Lucian Cook, director of research at the property adviser, has analysed fifteen years of Land Registry data and identified the locations which lead and those which lag over the course of a cycle of price growth, including the period when they emerge from a downturn, to see if history can tell us what to expect next in this recovery phase.
‘There is now a certain inevitability built into the market. The schism between the best and the rest is expected to continue to grow as the recovery progresses.  Ironically, it is the least affordable but most affluent areas that are leading, and will continue to lead the market both in terms of price growth and activity levels,’ said Cook.
‘For a long time we have known that certain areas of the country, typically located in London and the South East, lead the recovery before the laggers, often the northern metropolitan areas, catch up. Our analysis shows us that the recovery ripple usually takes between five and ten years to spread across the country as a whole,’ he added.
Values in the leading 10% of the country grew by 7.5% over the past year and are now just a fraction off peak levels, while the bottom 10% of areas saw prices fall by 3% and are almost 20% off peak.
This pattern is expected to translate into a significant outperformance by the top tiers in the short to mid term.  The Savills forecasts anticipate that the top areas will see prices rise by a third over the next five years, while the bottom end of the market will struggle to see any price growth.
During the period from 2000 to 2005 the bottom tiers of the market rebounded strongly and outperformed the traditional market leaders, with 123 per cent price growth compared to just 43 per cent for the top slice of the market. ‘However, they started from a low base and factors such as low levels of equity, mortgage scarcity and poor economic indicators mean that growth ultimately proved unsustainable,’ said Cook.
‘There is a real question mark over whether the bottom end of the market has the capacity to outperform in the second part of this cycle, particularly if we have an ongoing mortgage constrained environment with greater regulation and different lending criteria applying to equity rich and equity poor borrowers,’ he explained.

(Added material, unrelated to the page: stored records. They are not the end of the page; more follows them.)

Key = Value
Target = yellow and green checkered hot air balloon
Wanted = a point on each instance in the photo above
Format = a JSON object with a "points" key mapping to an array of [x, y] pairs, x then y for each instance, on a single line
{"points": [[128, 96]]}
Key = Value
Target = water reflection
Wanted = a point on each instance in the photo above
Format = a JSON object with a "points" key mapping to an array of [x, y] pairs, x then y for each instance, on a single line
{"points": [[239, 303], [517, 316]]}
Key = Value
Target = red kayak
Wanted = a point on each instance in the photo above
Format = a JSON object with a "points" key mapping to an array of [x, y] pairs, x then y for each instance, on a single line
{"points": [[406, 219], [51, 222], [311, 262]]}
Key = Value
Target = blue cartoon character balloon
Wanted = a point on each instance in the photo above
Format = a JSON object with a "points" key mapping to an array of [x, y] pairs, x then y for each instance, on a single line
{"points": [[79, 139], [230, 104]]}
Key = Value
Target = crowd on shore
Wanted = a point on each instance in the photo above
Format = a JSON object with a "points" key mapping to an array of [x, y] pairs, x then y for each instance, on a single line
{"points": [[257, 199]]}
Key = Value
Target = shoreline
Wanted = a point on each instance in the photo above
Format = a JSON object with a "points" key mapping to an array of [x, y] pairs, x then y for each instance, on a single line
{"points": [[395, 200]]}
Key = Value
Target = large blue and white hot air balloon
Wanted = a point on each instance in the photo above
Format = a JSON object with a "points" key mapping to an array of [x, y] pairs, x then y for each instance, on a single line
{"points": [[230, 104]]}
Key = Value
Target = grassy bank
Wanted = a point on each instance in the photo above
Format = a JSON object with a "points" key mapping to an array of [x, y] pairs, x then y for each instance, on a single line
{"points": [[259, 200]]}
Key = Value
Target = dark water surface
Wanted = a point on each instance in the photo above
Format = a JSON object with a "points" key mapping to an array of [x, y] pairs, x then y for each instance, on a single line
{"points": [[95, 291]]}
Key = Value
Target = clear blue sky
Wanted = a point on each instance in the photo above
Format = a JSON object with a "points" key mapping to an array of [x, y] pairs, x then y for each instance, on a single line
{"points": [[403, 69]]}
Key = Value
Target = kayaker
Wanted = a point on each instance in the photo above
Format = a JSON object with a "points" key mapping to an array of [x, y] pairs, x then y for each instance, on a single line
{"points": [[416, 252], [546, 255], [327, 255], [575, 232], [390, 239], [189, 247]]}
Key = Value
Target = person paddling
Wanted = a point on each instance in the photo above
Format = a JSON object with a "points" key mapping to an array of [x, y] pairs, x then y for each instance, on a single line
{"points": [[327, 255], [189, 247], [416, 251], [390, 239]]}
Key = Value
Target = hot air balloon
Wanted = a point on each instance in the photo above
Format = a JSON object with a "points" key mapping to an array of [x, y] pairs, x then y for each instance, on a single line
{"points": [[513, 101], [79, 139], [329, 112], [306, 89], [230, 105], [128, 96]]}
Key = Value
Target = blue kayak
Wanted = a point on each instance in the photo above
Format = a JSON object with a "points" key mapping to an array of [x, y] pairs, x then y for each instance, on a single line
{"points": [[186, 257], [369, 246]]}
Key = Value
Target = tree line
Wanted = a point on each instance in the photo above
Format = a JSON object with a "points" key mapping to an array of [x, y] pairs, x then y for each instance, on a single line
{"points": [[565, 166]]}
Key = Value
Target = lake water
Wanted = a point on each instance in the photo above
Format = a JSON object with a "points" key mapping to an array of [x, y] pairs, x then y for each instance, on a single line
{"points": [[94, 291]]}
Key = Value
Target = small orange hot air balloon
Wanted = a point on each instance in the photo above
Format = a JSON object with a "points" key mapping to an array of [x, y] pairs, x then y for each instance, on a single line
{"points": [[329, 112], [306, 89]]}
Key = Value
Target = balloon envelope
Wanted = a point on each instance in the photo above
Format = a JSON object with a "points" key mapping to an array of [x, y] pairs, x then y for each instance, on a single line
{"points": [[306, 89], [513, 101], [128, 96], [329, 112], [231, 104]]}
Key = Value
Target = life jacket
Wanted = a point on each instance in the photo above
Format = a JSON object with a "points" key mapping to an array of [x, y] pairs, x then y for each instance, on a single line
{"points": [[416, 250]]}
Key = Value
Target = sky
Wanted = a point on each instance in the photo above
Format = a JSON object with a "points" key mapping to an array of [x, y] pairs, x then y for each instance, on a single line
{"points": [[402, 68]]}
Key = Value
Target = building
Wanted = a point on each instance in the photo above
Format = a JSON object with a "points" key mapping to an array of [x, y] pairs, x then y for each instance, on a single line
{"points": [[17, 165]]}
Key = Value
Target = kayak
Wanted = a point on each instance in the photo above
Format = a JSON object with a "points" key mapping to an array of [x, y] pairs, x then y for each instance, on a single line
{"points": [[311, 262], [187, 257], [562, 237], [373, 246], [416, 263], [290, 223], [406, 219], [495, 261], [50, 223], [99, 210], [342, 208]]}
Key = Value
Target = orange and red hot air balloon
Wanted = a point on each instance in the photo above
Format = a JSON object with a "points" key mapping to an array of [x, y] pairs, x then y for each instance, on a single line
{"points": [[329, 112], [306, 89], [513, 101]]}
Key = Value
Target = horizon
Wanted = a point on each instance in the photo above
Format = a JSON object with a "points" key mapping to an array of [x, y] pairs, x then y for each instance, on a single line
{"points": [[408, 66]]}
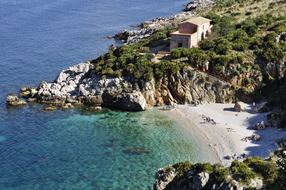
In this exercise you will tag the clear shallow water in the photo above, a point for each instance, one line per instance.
(76, 149)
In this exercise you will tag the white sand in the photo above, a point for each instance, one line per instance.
(225, 136)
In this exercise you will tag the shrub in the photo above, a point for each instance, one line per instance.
(197, 57)
(224, 26)
(203, 167)
(250, 27)
(220, 173)
(183, 167)
(207, 44)
(222, 46)
(267, 169)
(241, 171)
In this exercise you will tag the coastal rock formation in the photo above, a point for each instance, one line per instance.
(14, 100)
(80, 84)
(172, 178)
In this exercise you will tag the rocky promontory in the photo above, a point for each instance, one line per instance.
(147, 28)
(80, 84)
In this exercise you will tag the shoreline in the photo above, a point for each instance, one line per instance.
(225, 137)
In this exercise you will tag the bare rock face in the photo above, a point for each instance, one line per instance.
(172, 179)
(80, 84)
(131, 101)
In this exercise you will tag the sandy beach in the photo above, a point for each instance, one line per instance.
(223, 130)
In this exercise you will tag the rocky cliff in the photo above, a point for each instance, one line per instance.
(80, 84)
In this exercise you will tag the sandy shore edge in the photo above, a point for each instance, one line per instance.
(225, 133)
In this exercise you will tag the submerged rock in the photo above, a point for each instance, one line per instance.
(14, 100)
(50, 108)
(240, 107)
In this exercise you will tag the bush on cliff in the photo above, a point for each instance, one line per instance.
(241, 172)
(268, 170)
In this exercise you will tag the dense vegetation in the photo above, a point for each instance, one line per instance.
(246, 38)
(238, 49)
(235, 52)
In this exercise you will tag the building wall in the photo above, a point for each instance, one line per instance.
(185, 40)
(192, 40)
(188, 28)
(203, 30)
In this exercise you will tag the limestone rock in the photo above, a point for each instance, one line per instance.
(163, 178)
(13, 100)
(239, 107)
(131, 101)
(200, 180)
(260, 126)
(50, 108)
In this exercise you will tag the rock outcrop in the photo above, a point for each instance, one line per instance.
(80, 84)
(173, 179)
(14, 100)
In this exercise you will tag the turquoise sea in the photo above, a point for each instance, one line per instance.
(77, 149)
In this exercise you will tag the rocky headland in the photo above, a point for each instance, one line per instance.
(81, 85)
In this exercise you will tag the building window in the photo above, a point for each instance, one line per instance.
(203, 36)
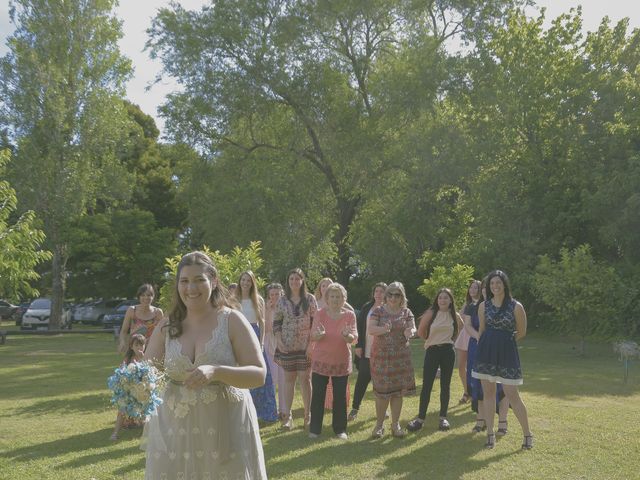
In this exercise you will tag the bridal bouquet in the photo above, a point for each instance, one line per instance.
(135, 389)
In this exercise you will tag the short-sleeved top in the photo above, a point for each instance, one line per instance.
(441, 330)
(293, 323)
(331, 356)
(141, 326)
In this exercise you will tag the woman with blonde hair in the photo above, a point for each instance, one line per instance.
(392, 325)
(334, 330)
(252, 304)
(274, 292)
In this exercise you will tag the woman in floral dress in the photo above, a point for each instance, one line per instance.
(292, 328)
(392, 325)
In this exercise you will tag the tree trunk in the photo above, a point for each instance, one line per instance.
(58, 272)
(347, 209)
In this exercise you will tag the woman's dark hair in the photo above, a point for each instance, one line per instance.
(469, 298)
(220, 296)
(377, 285)
(144, 288)
(434, 308)
(135, 338)
(507, 287)
(273, 286)
(304, 301)
(256, 300)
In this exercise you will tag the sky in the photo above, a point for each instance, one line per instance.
(137, 15)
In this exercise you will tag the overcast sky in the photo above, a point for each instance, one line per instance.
(137, 15)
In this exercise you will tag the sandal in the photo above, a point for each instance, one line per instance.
(479, 427)
(307, 421)
(397, 431)
(443, 426)
(527, 444)
(415, 424)
(287, 422)
(502, 431)
(491, 441)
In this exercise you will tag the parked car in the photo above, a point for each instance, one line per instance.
(115, 319)
(94, 312)
(7, 310)
(37, 316)
(19, 313)
(76, 311)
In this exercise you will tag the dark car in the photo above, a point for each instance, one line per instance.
(19, 313)
(94, 312)
(116, 318)
(7, 310)
(37, 316)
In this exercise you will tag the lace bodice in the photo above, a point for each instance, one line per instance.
(217, 351)
(500, 320)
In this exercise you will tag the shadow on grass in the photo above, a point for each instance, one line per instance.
(84, 404)
(469, 451)
(415, 456)
(82, 447)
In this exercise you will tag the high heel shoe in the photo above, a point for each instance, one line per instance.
(397, 431)
(491, 441)
(287, 422)
(307, 421)
(378, 431)
(480, 426)
(502, 428)
(527, 444)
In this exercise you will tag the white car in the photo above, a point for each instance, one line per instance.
(37, 316)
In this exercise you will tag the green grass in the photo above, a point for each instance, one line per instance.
(55, 422)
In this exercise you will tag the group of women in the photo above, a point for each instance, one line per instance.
(214, 344)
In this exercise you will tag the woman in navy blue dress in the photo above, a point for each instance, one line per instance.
(475, 294)
(264, 397)
(503, 321)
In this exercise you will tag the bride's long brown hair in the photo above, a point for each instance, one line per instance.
(220, 296)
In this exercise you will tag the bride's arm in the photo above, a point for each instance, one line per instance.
(251, 370)
(154, 350)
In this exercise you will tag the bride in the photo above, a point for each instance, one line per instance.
(206, 427)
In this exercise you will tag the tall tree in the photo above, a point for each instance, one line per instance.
(60, 86)
(20, 243)
(306, 80)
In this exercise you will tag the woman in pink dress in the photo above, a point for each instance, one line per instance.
(274, 293)
(141, 318)
(334, 330)
(392, 325)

Average prices in the top 10% exceed £410,000, more than eleven times the average household income, while average prices in the bottom 10% have slumped below the £100,000 mark, under five times the average household income.
Even at this apparently affordable level the bottom tiers of market do not have the potential to bounce in line with the top end. Its recovery may only be possible if and when mortgage lending frees up, or as investors start to see potential in the local private rental sector,’ he added.
The list of top performers from 1995 to 2010 is totally dominated by London boroughs, while the laggers tend to be northern locations with low levels of affluence and a traditional industrial heritage.
Yet there are distinct variations within regions. For example, Windsor and Maidenhead leads the market much in the same way as a prime area of London, whilst Brighton acts like a London borough. Through the South East, the ripple effect flows quickly into Surrey and Berkshire but with less speed into East Kent or Essex.
The study also highlights areas of the country which perform more like the capital and its commuter hinterland than their own region. Locations like Bath and North East Somerset and Cambridgeshire and the Cheshire belt from Altrincham to Alderley Edge are clear leaders as if they were located in the South East.
It is also clear that there are regional market leaders such as Solihull in the Midlands, York in the North and the Cotswolds and City of Bristol in the South West.